Radiology artificial intelligence (AI) algorithms must be properly validated on external image data before being used clinically for image analysis tasks. But most studies in the literature haven't performed this crucial step, according to research published in the March issue of the Korean Journal of Radiology.
After reviewing recent radiology AI studies in the literature, a team of researchers from South Korea found that only 6% reported testing their algorithms on external data -- i.e., images that were different from the ones on which they were trained. What's more, the few studies that did perform external validation still weren't designed adequately to determine readiness for clinical practice, according to the group led by senior author Dr. Seong Ho Park, PhD, and co-first author Dr. Hye Young Jang of the University of Ulsan College of Medicine in Seoul, as well as co-first-author Dr. Dong Wook Kim of Taean-gun Health Center and County Hospital.
To properly perform external validation of deep learning-based algorithms for medical image analysis, researchers need to test these models on datasets that are sufficiently sized and collected either from newly recruited patients or from institutions other than those that provided the training data, according to the researchers. This process needs to adequately encompass all relevant variations in patient demographics and disease states encountered in the real-world clinical settings where algorithms will be applied, they said.

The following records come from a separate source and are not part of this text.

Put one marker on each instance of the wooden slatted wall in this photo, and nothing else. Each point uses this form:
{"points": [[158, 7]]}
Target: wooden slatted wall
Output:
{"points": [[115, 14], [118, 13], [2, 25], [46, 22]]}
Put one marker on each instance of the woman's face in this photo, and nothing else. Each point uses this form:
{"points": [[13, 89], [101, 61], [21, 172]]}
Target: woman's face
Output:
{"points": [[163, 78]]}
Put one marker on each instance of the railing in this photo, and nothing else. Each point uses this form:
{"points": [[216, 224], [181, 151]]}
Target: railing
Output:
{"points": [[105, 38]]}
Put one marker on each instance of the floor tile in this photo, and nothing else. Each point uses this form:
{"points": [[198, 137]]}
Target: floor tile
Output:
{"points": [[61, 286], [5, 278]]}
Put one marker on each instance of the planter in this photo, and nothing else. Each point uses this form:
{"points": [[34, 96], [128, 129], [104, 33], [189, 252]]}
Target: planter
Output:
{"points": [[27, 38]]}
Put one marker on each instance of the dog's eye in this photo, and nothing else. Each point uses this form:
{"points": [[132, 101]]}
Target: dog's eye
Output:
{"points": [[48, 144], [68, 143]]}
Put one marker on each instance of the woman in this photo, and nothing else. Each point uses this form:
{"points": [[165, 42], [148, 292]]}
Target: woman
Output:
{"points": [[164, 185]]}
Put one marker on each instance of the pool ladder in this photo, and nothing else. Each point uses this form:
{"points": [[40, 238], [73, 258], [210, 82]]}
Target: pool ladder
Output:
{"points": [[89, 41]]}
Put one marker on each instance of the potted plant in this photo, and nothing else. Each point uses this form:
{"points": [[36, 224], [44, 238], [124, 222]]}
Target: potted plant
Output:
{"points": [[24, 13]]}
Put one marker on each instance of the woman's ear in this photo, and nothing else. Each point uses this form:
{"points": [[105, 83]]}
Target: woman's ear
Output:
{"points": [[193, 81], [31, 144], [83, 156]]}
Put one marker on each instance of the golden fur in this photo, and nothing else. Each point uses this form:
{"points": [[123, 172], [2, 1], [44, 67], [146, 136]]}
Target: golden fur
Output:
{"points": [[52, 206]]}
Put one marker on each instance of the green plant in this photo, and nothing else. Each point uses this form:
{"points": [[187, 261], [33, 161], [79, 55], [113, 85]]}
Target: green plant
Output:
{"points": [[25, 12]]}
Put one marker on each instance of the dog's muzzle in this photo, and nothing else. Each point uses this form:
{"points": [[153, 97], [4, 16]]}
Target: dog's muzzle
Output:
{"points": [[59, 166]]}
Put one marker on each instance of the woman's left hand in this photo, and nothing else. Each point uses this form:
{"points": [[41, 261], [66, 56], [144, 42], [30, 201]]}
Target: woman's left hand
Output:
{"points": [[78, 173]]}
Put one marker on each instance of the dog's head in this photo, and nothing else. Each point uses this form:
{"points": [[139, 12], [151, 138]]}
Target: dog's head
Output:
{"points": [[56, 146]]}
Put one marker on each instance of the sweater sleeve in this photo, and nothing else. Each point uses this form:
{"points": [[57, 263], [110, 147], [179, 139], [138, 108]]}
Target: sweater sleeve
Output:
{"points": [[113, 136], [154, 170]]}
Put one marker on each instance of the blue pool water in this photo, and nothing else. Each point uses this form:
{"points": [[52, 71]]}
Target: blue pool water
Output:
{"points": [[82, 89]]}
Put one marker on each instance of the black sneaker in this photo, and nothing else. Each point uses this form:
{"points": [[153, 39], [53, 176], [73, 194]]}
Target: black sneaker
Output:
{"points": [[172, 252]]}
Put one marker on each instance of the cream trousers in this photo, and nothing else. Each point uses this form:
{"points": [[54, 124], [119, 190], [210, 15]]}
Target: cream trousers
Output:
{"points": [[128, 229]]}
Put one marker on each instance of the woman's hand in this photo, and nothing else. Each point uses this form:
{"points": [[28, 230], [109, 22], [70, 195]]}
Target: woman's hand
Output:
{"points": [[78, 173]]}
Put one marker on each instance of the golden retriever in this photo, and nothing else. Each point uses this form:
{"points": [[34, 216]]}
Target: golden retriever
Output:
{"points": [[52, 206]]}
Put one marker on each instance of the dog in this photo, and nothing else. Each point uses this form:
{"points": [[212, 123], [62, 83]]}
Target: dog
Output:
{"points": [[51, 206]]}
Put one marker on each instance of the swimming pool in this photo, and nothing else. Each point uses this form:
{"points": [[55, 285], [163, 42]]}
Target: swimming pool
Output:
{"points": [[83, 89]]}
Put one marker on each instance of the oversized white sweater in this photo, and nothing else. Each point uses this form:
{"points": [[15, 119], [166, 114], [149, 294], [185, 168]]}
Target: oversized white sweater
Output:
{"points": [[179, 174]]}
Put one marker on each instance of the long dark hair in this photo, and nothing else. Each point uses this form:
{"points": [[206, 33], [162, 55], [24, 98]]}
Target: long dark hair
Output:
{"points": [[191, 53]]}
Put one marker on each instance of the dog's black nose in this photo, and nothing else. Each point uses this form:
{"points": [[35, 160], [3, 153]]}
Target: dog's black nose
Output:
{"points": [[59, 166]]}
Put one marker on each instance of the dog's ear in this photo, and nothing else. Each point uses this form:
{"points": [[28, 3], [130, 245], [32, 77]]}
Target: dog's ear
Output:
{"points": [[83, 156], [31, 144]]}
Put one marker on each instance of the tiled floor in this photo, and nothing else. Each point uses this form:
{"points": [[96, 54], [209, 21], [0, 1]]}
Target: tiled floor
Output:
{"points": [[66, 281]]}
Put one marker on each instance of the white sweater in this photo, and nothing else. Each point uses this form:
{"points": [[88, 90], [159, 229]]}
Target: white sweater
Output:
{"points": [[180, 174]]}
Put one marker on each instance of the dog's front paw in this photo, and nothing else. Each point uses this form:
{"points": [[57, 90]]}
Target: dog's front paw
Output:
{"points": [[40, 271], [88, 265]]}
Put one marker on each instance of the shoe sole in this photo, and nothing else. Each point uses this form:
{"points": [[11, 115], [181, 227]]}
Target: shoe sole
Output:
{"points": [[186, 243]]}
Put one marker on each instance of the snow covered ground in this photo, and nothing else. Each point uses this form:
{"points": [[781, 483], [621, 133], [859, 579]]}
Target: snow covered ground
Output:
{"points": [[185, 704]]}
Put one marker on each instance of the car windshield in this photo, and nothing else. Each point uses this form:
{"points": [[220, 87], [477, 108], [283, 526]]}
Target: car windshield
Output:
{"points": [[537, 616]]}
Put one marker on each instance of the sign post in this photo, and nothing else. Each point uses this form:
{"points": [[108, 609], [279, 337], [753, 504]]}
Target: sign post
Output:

"Furthermore, use of data from multiple external institutions is important for the validation to verify the algorithm's ability to generalize across the expected variability in a variety of hospital systems," the authors wrote (Korean J Radiol, March 2019, Vol. 20:3, pp. 405-410).
To assess the design characteristics of radiology AI studies in the literature, the team searched the PubMed Medline and Embase databases to identify original research articles published between January 1, 2018, and August 17, 2018, that investigated the performance of AI algorithms used to produce diagnostic decisions by analyzing medical images. Next, they evaluated the eligible articles to determine if each study used internal or external validation for the algorithms.
For those studies that did perform external validation, the researchers reviewed the study design to determine if data were collected using three recommended criteria:
- With a diagnostic cohort design instead of a diagnostic case-control design
- From multiple institutions
- In a prospective manner
Only 31 (6%) of the 516 eligible published studies performed external validation of the algorithms, and none met the recommended criteria for clinical validation of AI in real-world practice.
"Readers and investigators alike should distinguish between proof-of-concept technical feasibility studies and studies to validate clinical performance of AI, and should avoid incorrectly considering the results from studies that do not fulfill the criteria mentioned above as sound proof of clinical validation," they wrote.
Acknowledging, however, that not every radiology AI research study is meant to validate real-world clinical performance, the researchers noted that they didn't intend to bluntly judge the methodological appropriateness of published studies.